プリゴジン氏死後2年:ワグネルの変容とロシアのアフリカ戦略、新PMC「アフリカ兵団」の台頭

ロシアのプーチン政権に対し武装反乱を起こした民間軍事会社(PMC)「ワグネル」の創設者、エフゲニー・プリゴジン氏が航空機事故で死亡してから、本日で丸2年が経過しました。同氏の死後もワグネルはアフリカ各地でその影響力を維持しようとしていますが、ロシア軍は自らの統制下にある新たなPMCを投入し、ワグネルを代替することでアフリカでの影響力拡大を図る、戦略的な転換を進めています。

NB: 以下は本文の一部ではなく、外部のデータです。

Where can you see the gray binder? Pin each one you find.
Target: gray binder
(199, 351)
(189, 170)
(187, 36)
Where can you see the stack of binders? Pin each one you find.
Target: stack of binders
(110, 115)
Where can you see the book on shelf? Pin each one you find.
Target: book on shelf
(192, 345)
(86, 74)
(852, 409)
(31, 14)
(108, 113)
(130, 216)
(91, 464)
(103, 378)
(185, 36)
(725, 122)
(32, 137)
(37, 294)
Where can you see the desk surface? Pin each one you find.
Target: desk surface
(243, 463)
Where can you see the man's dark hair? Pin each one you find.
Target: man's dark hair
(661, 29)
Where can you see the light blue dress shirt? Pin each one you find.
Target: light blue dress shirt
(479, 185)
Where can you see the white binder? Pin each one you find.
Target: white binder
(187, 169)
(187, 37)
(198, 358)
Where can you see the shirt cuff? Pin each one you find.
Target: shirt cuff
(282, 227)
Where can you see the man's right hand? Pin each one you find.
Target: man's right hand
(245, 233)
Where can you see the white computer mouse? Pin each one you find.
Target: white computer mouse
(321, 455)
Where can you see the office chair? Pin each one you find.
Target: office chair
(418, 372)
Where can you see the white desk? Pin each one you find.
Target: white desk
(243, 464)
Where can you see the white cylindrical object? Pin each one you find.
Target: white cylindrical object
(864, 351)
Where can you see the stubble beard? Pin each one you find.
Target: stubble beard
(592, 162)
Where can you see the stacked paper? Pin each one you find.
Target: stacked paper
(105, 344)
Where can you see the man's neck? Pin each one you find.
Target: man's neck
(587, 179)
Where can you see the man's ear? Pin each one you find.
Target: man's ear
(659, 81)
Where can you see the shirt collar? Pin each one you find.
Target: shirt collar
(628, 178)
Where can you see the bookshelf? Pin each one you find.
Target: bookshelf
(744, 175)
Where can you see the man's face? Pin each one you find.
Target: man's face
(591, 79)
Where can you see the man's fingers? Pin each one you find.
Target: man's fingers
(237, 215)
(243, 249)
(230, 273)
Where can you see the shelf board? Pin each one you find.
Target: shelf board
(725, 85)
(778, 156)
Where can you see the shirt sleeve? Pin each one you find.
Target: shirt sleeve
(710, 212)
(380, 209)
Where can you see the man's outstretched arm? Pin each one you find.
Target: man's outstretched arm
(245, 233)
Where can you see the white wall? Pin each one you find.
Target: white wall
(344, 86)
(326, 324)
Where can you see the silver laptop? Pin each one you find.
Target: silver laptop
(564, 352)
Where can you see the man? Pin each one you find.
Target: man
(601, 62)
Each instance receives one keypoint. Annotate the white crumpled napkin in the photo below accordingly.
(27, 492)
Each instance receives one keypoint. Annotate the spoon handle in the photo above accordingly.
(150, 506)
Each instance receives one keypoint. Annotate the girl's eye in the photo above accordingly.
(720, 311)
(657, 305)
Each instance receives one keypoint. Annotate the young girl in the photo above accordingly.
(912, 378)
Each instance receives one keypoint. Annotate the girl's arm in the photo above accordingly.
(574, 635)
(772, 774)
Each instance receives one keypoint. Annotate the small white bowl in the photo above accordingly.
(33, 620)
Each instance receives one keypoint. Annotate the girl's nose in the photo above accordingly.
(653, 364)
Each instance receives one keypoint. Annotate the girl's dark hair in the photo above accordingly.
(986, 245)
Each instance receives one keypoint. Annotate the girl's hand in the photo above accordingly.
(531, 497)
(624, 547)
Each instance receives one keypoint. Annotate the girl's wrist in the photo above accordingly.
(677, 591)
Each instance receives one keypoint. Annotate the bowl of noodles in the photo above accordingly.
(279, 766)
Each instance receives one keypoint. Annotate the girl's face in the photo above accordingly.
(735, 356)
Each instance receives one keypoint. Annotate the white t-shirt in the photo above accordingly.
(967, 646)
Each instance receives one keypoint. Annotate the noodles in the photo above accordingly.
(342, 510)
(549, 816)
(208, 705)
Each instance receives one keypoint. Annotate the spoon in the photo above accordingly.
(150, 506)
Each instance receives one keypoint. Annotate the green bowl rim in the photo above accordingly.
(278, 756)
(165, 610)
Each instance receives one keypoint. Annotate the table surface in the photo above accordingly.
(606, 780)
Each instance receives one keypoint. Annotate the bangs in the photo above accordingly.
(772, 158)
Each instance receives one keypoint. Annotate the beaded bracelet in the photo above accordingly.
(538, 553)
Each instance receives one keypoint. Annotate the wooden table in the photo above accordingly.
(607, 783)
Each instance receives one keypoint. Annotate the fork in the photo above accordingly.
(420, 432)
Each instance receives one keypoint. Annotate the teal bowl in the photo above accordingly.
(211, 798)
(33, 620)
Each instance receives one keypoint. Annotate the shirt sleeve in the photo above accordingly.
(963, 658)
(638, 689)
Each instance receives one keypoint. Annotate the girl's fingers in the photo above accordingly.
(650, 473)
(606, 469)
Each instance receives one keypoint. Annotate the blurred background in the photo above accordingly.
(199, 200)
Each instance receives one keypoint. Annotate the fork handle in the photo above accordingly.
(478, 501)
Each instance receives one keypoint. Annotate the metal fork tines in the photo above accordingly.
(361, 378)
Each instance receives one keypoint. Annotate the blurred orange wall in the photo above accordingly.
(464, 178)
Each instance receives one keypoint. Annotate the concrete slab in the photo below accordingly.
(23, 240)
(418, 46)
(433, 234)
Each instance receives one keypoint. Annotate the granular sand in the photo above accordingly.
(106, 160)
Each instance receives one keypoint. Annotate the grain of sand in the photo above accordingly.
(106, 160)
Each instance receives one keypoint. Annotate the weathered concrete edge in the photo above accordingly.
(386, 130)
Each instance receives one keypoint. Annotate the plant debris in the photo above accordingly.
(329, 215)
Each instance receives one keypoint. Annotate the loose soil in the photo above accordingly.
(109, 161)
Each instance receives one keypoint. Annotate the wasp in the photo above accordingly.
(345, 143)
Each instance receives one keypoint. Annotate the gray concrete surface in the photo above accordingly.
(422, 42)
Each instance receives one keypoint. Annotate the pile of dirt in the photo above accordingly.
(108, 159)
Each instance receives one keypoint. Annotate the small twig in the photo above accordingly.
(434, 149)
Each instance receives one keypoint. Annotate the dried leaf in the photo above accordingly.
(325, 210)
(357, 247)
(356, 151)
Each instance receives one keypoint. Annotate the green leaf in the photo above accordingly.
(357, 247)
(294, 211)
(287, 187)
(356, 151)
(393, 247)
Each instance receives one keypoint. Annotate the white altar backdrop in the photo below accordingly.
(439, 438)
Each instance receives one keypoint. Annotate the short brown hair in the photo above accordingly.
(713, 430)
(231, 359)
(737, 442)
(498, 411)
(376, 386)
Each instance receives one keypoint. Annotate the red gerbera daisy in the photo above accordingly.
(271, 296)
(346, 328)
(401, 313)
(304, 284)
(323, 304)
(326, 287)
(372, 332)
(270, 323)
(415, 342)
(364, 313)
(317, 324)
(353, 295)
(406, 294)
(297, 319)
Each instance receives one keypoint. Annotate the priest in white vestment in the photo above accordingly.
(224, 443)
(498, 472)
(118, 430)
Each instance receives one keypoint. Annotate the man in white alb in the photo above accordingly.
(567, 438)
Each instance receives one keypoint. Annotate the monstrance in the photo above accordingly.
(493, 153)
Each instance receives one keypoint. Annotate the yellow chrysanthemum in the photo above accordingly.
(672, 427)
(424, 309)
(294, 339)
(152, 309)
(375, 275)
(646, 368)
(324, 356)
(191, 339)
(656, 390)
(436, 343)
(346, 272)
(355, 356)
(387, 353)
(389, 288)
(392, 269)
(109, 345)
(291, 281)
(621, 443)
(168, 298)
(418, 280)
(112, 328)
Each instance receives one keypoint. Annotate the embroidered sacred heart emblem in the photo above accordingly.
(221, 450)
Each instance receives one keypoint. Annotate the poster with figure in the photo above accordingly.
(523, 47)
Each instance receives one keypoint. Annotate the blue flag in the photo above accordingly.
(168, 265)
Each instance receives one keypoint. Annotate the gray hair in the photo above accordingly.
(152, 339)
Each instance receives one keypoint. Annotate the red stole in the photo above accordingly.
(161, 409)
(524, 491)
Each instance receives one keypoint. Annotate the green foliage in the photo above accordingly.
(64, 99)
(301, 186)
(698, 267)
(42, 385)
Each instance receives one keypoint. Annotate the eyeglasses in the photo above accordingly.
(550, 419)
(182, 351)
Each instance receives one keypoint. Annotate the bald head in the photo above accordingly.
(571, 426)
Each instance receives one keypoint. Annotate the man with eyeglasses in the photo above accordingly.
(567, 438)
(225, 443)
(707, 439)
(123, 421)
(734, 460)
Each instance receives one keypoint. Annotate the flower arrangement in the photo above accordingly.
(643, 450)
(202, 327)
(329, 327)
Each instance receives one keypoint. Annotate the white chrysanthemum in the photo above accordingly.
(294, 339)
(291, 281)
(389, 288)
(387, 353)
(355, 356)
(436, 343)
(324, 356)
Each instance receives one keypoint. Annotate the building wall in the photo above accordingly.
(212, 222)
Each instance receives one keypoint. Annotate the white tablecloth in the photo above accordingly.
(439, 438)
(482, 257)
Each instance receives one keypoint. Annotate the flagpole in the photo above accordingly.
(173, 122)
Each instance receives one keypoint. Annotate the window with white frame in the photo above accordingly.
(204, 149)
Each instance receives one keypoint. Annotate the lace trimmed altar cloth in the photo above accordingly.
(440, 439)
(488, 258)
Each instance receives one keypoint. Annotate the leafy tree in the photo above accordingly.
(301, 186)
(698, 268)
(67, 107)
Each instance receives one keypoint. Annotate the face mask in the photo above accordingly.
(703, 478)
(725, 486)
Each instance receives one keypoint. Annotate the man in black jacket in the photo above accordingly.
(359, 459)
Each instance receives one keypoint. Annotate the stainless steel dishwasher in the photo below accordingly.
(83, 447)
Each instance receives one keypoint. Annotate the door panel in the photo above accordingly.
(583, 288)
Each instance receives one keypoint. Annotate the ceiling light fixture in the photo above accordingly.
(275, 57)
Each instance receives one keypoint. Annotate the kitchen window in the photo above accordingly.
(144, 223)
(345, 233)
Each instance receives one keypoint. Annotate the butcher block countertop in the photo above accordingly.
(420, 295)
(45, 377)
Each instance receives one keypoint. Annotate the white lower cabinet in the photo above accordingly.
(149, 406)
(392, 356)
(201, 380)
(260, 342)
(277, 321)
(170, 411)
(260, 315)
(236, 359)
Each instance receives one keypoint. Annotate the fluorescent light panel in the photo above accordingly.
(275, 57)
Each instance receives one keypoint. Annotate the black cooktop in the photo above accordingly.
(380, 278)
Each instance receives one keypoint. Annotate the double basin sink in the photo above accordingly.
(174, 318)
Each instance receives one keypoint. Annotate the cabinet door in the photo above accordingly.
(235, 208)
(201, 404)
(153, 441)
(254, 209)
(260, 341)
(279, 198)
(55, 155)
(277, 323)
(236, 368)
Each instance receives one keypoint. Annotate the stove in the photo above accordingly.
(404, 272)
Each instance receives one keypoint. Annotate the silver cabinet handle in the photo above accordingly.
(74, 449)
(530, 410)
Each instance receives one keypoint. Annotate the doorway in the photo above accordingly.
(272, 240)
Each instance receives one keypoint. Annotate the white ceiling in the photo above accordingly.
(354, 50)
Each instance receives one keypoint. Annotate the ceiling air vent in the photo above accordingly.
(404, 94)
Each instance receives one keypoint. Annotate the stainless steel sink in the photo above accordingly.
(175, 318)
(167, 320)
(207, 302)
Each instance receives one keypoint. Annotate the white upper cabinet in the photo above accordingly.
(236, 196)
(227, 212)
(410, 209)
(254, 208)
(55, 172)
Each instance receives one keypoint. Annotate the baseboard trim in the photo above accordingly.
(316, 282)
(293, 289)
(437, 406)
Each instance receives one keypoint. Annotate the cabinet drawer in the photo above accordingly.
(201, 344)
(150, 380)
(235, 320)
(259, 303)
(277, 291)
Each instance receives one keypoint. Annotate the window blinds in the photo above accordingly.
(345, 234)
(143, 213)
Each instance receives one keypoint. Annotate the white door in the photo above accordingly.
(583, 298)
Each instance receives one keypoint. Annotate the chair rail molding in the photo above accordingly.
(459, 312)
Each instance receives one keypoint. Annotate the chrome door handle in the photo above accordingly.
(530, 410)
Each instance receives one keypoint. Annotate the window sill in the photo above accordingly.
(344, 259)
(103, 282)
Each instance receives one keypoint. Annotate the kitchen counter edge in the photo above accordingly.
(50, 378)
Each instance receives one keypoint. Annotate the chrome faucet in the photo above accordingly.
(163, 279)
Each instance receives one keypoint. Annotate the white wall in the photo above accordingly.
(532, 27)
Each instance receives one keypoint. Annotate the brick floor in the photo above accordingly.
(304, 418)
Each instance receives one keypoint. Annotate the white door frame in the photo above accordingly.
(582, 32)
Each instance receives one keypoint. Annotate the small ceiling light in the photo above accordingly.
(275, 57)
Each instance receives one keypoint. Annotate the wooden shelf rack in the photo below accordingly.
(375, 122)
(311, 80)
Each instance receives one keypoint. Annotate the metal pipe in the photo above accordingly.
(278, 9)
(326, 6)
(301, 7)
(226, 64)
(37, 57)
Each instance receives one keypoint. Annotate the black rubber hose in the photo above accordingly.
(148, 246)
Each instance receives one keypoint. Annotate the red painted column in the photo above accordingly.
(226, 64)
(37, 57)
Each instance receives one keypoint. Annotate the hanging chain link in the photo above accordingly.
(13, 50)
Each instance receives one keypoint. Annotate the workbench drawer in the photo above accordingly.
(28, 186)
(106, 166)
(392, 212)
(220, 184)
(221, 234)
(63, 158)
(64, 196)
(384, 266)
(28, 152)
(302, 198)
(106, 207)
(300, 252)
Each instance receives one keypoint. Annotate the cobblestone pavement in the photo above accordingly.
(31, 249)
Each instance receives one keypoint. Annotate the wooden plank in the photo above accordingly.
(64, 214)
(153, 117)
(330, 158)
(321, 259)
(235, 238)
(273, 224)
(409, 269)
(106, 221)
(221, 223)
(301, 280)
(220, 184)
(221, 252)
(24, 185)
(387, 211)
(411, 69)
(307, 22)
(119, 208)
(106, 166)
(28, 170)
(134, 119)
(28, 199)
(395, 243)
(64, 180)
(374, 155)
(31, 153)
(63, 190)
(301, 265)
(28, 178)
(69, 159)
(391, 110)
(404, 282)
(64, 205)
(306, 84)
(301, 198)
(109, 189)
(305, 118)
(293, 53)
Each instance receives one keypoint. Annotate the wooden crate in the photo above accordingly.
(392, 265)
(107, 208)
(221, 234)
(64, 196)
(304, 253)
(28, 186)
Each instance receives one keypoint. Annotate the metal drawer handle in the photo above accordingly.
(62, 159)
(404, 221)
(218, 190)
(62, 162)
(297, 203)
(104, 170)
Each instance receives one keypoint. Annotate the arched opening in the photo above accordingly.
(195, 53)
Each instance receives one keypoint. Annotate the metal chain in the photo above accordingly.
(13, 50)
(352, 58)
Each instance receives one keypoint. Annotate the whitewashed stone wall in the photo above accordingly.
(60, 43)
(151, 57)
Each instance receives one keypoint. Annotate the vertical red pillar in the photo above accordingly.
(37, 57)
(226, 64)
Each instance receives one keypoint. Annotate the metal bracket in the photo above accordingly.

この動きは、ロシアの対アフリカ政策における新たな局面を示唆しています。

ワグネルの興隆とプリゴジン氏の武装反乱

ワグネル創設者のプリゴジン氏は、2023年6月にウクライナ侵攻の最前線から突如としてモスクワへ進軍し、武装反乱を起こしました。しかし、同年8月には不審な墜落事故で死亡するという衝撃的な結末を迎えました。英国防省の報告によると、プリゴジン氏が率いたワグネルは最盛期の2023年頃には約5万人もの兵力を擁していたとされます。中東シリア、アフリカ西部マリなどの現地軍に対する傭兵活動や宣伝工作を担う見返りに、鉱山利権といった経済的利益を手中に収め、ロシアの非公式な先兵として中東・アフリカ地域への深い浸透を図ってきました。

ワグネルの勢力退潮と各地での撤退

プリゴジン氏の死後、ワグネルは数千人規模の勢力を維持してきたと見られていますが、最近ではその退潮が顕著です。現地からの報道によれば、これまで反政府勢力の掃討にあたっていたマリからは今年6月に撤退を完了しました。さらに、南部モザンビークでの現地軍への訓練プログラムも形骸化が進んでいます。中東シリアにおいては、かつてワグネルが支援していたアサド政権が昨年末に事実上崩壊したことで、その足場を失う結果となりました。これらの動きは、ワグネルの活動範囲と影響力が縮小している現状を明確に示しています。

新たなロシアの先兵「アフリカ兵団」の台頭

ワグネルに取って代わろうとしているのは、かつてワグネルと協力関係にあったロシア軍です。ロシア軍は、自らの統制下にあるPMC「アフリカ兵団」を立ち上げ、元ワグネル兵士を積極的に取り込むことで、アフリカにおける勢力拡大を進めています。アフリカ兵団は今年6月、ワグネルがマリからの撤退を発表すると即座に、「ロシアが拠点を失うことはない」と声明を出し、マリへの支援継続を表明しました。AP通信によると、ワグネルが政権警護を担当していた中央アフリカに対しても、ロシア国防省が今年に入って契約をアフリカ兵団に切り替えるよう要求しており、その存在感を急速に高めています。ただし、この交渉は現在停滞している模様です。

ワグネルとアフリカ兵団:能力とリスク許容度の違い

アフリカ兵団がワグネルの役割を完全に引き継ぐ上でネックとなっているのが、両者の能力とリスク許容度の違いです。独立性が高かったワグネルは、現地での戦闘に直接参加し、場合によっては「汚れ仕事」も厭わないことで知られていました。しかし、アフリカ兵団が主に提供するのは軍の訓練にとどまります。アフリカ兵団はロシア軍により近い存在であるため、ワグネルほどのリスクを取ることが難しいと見られています。このため、自ら血を流し、実戦に深く関与することで発揮されたワグネルほどの圧倒的な存在感を、アフリカ兵団がすぐに実現できるかどうかは依然として不透明な状況です。

結論

プリゴジン氏の死から2年が経過し、ワグネルは勢力を減退させつつありますが、ロシアは新たなPMC「アフリカ兵団」を通じてアフリカへの影響力維持・拡大戦略を継続しています。この戦略転換は、ロシアがより統制された形で海外における軍事・政治的影響力を確保しようとする意図を反映しています。しかし、ワグネルが持っていた独立性と実戦能力をアフリカ兵団がどこまで補完できるかは、今後のアフリカにおける地政学的な動向を左右する重要な要素となるでしょう。